Microsoft has had a history of failures, but those failures are rarely the final story. It's not hard to think that Gates approached the business setbacks like debugging software - problems that were not to be taken personally but needed to be understood and solved. What context did the business fail to take into account? What unexpected interaction with customer needs or competitor actions or technology ecosystem rendered the old plans obsolete? What new plan would be appropriate? Gates seems to have taken the lessons of debugging to heart, applying them even in the formulation and execution of business policy. The approach has seemed to work.

By contrast, George has been meeting this week with ... Donald Rumsfeld and Dick Cheney to formulate a plan for Iraq, a session almost guaranteed to be an exercise in defending earlier decisions rather than discarding them as failed.

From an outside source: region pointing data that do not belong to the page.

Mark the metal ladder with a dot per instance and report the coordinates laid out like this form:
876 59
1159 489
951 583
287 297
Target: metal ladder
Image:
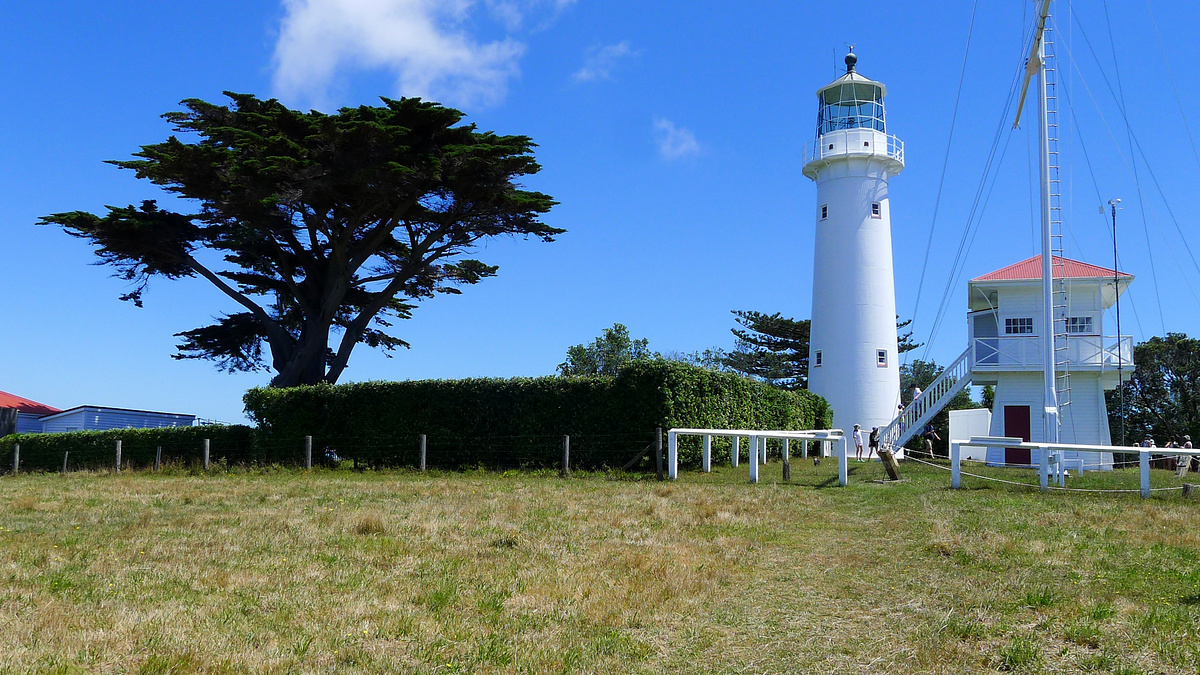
1060 299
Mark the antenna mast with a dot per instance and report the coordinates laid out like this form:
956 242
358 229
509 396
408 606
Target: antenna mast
1036 65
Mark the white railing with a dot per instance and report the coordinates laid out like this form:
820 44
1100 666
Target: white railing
1051 455
1025 352
930 401
851 142
757 447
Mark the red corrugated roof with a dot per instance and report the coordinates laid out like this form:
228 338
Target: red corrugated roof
1031 268
24 405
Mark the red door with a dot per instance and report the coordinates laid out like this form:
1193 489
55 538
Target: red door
1017 425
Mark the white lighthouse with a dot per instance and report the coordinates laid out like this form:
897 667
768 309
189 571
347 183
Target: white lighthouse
852 350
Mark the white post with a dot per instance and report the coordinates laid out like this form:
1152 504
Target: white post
954 465
843 470
567 455
672 454
1044 467
754 459
1144 465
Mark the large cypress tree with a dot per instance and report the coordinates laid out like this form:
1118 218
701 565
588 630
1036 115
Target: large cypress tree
322 228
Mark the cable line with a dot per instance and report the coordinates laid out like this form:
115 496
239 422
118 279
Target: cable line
946 163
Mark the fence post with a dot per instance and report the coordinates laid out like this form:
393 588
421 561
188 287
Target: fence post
1144 465
843 464
672 455
754 458
567 455
955 452
658 452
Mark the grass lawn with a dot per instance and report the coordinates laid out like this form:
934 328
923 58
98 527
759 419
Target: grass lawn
483 572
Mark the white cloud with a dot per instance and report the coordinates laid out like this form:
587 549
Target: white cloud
514 12
599 61
423 41
675 143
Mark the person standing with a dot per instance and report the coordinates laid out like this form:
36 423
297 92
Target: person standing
930 435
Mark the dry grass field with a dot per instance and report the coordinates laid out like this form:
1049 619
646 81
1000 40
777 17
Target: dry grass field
481 572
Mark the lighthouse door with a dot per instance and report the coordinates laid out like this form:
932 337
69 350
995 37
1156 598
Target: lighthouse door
1017 425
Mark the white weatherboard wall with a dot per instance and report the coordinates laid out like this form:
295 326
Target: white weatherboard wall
96 418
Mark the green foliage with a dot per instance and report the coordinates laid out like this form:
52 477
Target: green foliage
923 374
1163 396
521 420
771 347
775 348
606 354
322 228
96 449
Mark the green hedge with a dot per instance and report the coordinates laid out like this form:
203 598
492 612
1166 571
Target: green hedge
96 449
520 422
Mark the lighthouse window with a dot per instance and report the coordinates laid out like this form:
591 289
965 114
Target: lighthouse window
1079 324
1021 326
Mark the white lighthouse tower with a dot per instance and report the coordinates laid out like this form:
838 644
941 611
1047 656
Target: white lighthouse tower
852 348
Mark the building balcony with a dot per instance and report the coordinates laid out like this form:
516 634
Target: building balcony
1096 353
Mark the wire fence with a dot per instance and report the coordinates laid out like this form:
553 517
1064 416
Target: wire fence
444 452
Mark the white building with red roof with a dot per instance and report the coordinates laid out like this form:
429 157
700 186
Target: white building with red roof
1005 324
24 414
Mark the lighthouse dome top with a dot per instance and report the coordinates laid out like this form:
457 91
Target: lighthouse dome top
851 101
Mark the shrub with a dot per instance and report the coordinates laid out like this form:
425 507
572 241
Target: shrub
521 420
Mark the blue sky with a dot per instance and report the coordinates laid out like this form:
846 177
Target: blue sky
670 132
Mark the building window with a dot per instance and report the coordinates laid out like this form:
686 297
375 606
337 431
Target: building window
1021 326
1079 324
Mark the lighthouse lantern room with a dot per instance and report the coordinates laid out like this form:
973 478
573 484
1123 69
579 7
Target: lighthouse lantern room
852 350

His administration's earlier announcement about unveiling a plan in December has been pushed back to January. Already George has indicated that he's resistant to the solutions offered by the Baker - Hamilton report. His refusal to listen to that commission or anyone else on the topic of talking with Iran and Syria suggests that military action is inevitable, action that will suck him deeper down the rabbit hole.

It's not obvious that George has written a line of code in his life. As George has encountered problems with his Iraq policy, he's failed to get the message that his thinking, his policy, has bugs in it. Instead, he's blamed the computer (the global community), the operating system (the political dynamics of the Middle East), and the user (the Iraqi's). Never once has it occurred to him to take those as givens and adapt his policy to those realities. Never once has it occurred to him that many of the bugs have resulted from unpredictable (or even ignored in advance) interactions between pieces of his own policy. For George, programming (or policy) bugs are personal.

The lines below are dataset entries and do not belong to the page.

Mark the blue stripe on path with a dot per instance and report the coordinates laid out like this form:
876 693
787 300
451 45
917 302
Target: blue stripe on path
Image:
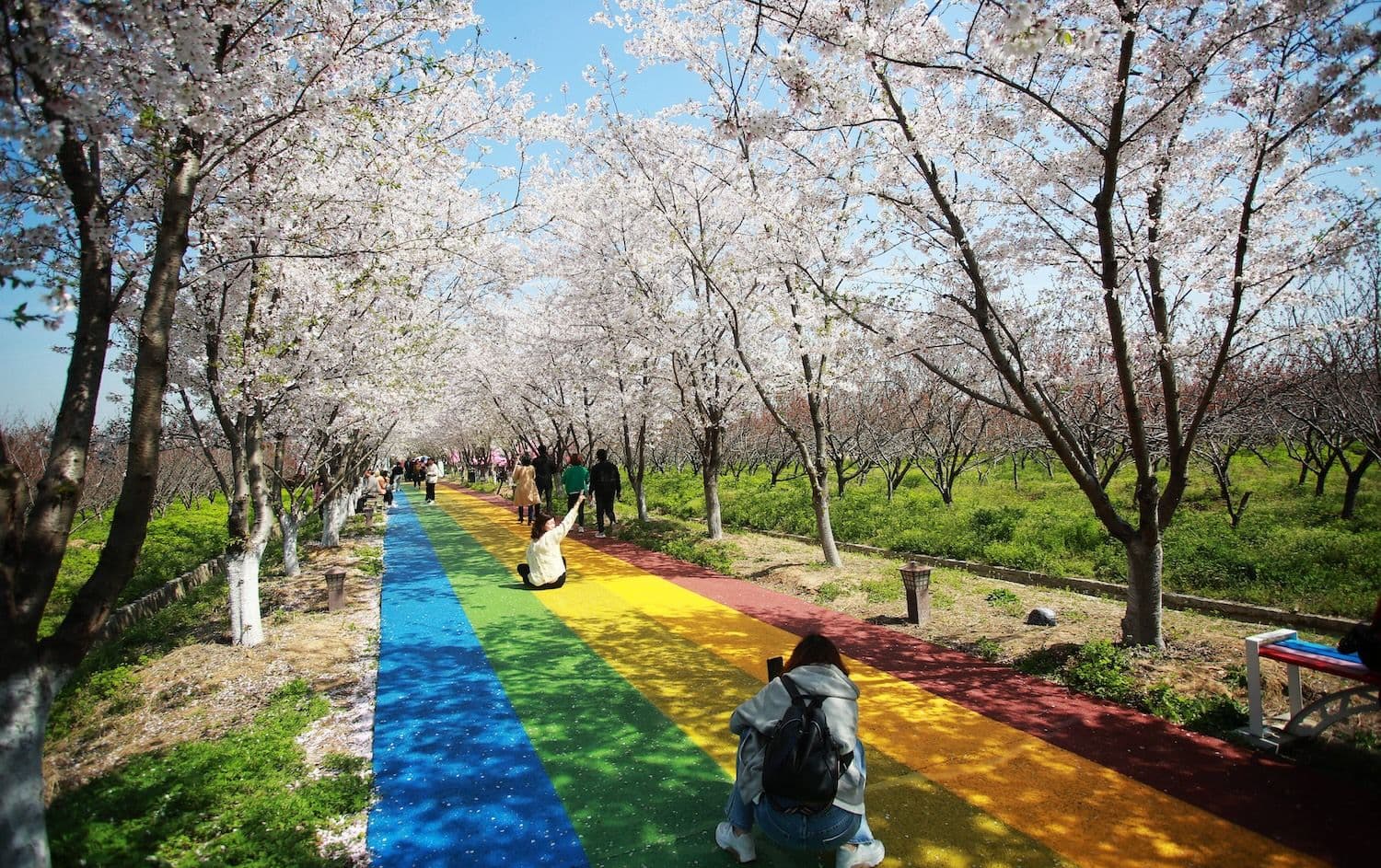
458 780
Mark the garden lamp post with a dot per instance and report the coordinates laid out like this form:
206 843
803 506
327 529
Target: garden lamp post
916 578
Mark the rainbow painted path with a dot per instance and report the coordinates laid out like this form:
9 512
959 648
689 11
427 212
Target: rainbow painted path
588 726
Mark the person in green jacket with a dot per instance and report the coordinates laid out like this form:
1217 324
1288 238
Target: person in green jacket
574 479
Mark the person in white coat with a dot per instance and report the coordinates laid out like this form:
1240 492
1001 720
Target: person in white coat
817 669
433 478
546 567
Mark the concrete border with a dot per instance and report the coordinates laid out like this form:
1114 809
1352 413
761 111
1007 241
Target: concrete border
159 597
1236 611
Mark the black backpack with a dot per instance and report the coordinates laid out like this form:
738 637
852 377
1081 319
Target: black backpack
801 766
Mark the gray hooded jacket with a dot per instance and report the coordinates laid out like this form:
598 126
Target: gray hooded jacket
756 718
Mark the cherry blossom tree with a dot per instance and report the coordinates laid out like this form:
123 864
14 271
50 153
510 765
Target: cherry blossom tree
122 122
1130 177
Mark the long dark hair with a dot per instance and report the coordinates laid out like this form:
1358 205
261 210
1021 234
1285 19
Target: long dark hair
539 522
814 649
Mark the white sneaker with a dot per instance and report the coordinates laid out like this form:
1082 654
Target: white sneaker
861 856
740 846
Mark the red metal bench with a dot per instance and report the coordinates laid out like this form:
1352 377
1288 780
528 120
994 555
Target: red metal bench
1306 721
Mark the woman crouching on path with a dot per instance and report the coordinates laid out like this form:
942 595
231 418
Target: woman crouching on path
546 567
815 669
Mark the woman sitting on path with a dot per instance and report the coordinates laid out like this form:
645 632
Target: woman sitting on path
525 490
817 669
546 567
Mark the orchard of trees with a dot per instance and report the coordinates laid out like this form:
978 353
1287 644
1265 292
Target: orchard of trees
881 237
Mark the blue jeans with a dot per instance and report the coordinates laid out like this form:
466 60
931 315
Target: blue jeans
823 831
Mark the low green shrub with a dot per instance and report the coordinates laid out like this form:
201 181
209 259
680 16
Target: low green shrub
1049 661
1102 669
1004 600
889 591
242 799
829 592
174 544
1215 715
988 649
107 669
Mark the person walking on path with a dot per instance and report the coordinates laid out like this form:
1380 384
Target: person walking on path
574 479
525 490
546 567
386 487
433 478
544 469
607 486
817 669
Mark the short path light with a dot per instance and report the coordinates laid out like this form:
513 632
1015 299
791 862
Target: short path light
334 589
916 577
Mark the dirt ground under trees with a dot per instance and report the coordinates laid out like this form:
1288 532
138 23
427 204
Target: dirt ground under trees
207 686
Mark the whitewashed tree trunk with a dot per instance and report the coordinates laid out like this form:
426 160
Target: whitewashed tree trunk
290 525
243 573
337 509
25 699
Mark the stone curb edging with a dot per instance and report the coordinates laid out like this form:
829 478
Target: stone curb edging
1236 611
157 599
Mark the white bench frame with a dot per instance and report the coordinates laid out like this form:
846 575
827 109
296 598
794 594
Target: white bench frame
1303 722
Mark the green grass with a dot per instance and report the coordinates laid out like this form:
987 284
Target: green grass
1290 550
174 544
108 668
1104 669
243 799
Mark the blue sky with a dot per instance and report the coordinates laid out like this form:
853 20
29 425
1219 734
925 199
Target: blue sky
557 35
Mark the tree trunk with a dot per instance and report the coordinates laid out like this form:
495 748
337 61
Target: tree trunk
25 700
1350 494
1322 475
290 525
712 454
1145 563
820 501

Bill Gates has become the richest man in history. George Bush has become the worst American president in history. The difference could be as simple as their different levels of willingness to acknowledge bugs and go about the difficult business of debugging policy and thinking in order to better understand reality before taking further steps to change that reality.

If there is one bit of certainty in the midst of all this uncertainty it must be this: we can't change reality until we change ourselves and we cannot continue to change reality unless we're willing to continue to change. And this is perhaps the defining failure that has made the rest of George's failures inevitable.

1 comment:

Anonymous said...

Hey Ron. Up to your same ol trix.

Your comments about GW might be valid re failure if you think this war was about "spreading democracy". I think the clue to what this war is really about lies in the obvious...look at the results. What did we accomplish quickly and effectively?

Answer: We toppled Saddam the mad man. The same mad man that attempted to assasinate Bush Sr.

Yup. The motivation was just plain ol hill folk retribution. You just can't come out and say that out loud when you're the prez.

So give George a break. He avenged his dad. What son wouldn't?

Getting closer to all that oil isn't so bad for the U.S. of A. either.